WASHINGTON — Top military commanders told Congress this week they don’t know when or if troop levels will go back down under the president’s new plan to stabilize Iraq.
Earlier this month Multi-National Force-Iraq Commander Gen. George Casey suggested the 21,500 soldiers and Marines being sent to Iraq could be returned home as early as this summer if conditions improve.
But on Tuesday, Marine Corps Commandant Gen. James Conway said for planning purposes, he must assume the time line for having an extra 4,000 Marines in Anbar province is open-ended.
“A surge implies there is a payback at some future date: We’re not calling it that, we’re calling it a plus-up,” he told members of the House Armed Services Committee.
“This is the latest in a series of steps and operations in Iraq. This is not a Hail Mary. That comes at the end of the game. This is just another step.”
Those comments were echoed by Gen. Peter Schoomaker, Army chief of staff, who declined to give lawmakers any clear time lines for when the influx of 17,500 soldiers to Baghdad could be reduced again to current troop levels.
Christopher Preble, director of the Cato Institute’s foreign policy department, said he has been surprised by military officials’ and pundits’ implication that the president’s new plan would be only a temporary troop increase in Iraq.
“We’ve seen surges before — in January 2005, for the (Iraqi) elections — but that mission was contingent upon one event,” he said. “This is just an increase.”
Frederick Kagan, a resident scholar with the American Enterprise Institute, said military officials can’t anticipate any short time line for the increase because such a move has already proved to be a temporary solution.
“If we’re there for six months, they already have a playbook for a six-month surge,” he said. “They go underground, attacks go down, and later they come back. This kind of mission is completely different. It may take longer than they want.”
Kagan said he expects the troop levels to stay elevated for at least 18 months “if they want to succeed in Iraq.”

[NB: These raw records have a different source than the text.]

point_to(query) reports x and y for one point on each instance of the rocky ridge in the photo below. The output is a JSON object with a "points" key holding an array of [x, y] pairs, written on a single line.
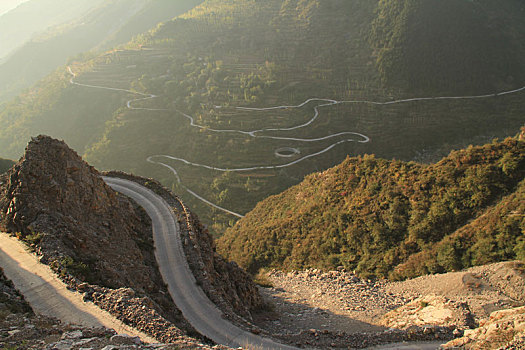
{"points": [[99, 242], [225, 283]]}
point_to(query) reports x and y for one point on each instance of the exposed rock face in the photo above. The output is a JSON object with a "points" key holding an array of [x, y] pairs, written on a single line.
{"points": [[58, 201], [59, 204], [430, 310], [225, 283], [500, 329]]}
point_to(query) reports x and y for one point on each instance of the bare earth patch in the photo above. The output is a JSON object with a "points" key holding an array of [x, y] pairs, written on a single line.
{"points": [[338, 301]]}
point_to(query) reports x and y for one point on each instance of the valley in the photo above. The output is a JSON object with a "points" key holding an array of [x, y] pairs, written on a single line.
{"points": [[277, 174]]}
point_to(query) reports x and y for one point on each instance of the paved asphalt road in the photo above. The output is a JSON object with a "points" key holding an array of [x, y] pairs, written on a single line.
{"points": [[48, 295], [202, 314]]}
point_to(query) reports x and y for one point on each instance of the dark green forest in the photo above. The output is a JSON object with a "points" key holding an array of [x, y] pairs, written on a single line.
{"points": [[389, 218]]}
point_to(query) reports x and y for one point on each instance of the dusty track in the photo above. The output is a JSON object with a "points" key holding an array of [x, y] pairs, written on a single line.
{"points": [[48, 295]]}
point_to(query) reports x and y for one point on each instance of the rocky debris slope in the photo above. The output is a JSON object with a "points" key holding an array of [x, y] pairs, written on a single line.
{"points": [[11, 301], [430, 310], [226, 284], [498, 330], [95, 239], [340, 308]]}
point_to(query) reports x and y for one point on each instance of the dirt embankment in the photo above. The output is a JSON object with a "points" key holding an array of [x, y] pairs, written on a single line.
{"points": [[337, 306]]}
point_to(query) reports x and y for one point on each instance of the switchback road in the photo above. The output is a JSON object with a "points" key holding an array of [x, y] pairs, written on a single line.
{"points": [[202, 314]]}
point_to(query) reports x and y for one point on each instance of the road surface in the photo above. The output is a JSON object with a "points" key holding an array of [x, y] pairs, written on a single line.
{"points": [[48, 295], [202, 314]]}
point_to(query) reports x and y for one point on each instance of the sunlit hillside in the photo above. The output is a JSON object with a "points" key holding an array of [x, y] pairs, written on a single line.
{"points": [[96, 28], [391, 218], [235, 101]]}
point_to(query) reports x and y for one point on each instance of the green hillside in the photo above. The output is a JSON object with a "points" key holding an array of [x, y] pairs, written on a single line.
{"points": [[450, 46], [108, 24], [235, 101], [373, 215], [34, 16], [5, 165]]}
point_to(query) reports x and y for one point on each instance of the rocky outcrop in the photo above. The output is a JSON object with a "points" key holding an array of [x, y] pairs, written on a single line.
{"points": [[55, 200], [11, 301], [225, 283], [504, 328], [431, 310], [78, 225]]}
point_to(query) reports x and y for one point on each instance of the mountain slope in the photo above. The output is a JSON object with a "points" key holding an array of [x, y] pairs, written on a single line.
{"points": [[450, 46], [235, 101], [5, 165], [372, 215], [108, 24], [35, 17]]}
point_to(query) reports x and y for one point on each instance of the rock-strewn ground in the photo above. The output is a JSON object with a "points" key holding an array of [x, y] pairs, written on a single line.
{"points": [[498, 330], [338, 304], [21, 329]]}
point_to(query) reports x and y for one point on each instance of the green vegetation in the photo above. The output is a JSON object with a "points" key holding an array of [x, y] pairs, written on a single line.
{"points": [[449, 46], [247, 53], [5, 165], [106, 24], [392, 218]]}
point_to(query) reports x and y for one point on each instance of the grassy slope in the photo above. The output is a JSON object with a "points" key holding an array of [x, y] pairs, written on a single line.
{"points": [[372, 215]]}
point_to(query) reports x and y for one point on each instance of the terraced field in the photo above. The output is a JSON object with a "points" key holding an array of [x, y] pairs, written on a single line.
{"points": [[227, 159]]}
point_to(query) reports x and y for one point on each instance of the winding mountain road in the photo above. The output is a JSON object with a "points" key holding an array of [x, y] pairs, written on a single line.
{"points": [[202, 314], [341, 137], [48, 295]]}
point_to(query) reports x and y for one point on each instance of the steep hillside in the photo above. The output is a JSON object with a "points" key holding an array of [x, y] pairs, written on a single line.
{"points": [[5, 165], [372, 215], [450, 46], [105, 25], [34, 16], [101, 244], [235, 101]]}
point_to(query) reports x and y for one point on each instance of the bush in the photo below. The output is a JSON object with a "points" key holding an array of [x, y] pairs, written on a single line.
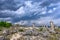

Schoomaker and Conway both said they were confident that U.S. forces could not only carry out but also succeed under the president’s new plan. At the same time, in front of the Senate Armed Services Committee, Lt. Gen. David Petraeus told the senators that regaining control in Iraq would be “hard, but not hopeless.”
Conway said officials are hopeful that short-term success will get the U.S. military back to “normal” troop levels in Iraq. But if the increase does last more than a few months, it will have a significant impact on overall force readiness.
“If the requirement is for (4,000 more Marines in Anbar province) for an extended period, it will make things difficult,” he said. “It will reduce dwell time for some units, and place pressure on our one-to-one ratio.”
Training and equipment reset could also be negatively affected, Conway and Schoomaker said. But both men told Congress that they could send more troops into Afghanistan if called upon, even with the increased strain in Iraq.
Democrats on the committee expressed concern that that strain could seriously damage the entire force.
Rep. Patrick Murphy, D-Pa., who served with the Army in Iraq, said he was dismayed that the president “is pushing a plan for extended escalation in Iraq … and not a short-term surge.”
Committee chairman Rep. Ike Skelton, D-Mo., said even a temporary increase adds stress not just on troops, but also their families and entire military infrastructure.
“That’s unacceptable when the potential gains to American national security are so uncertain,” he said.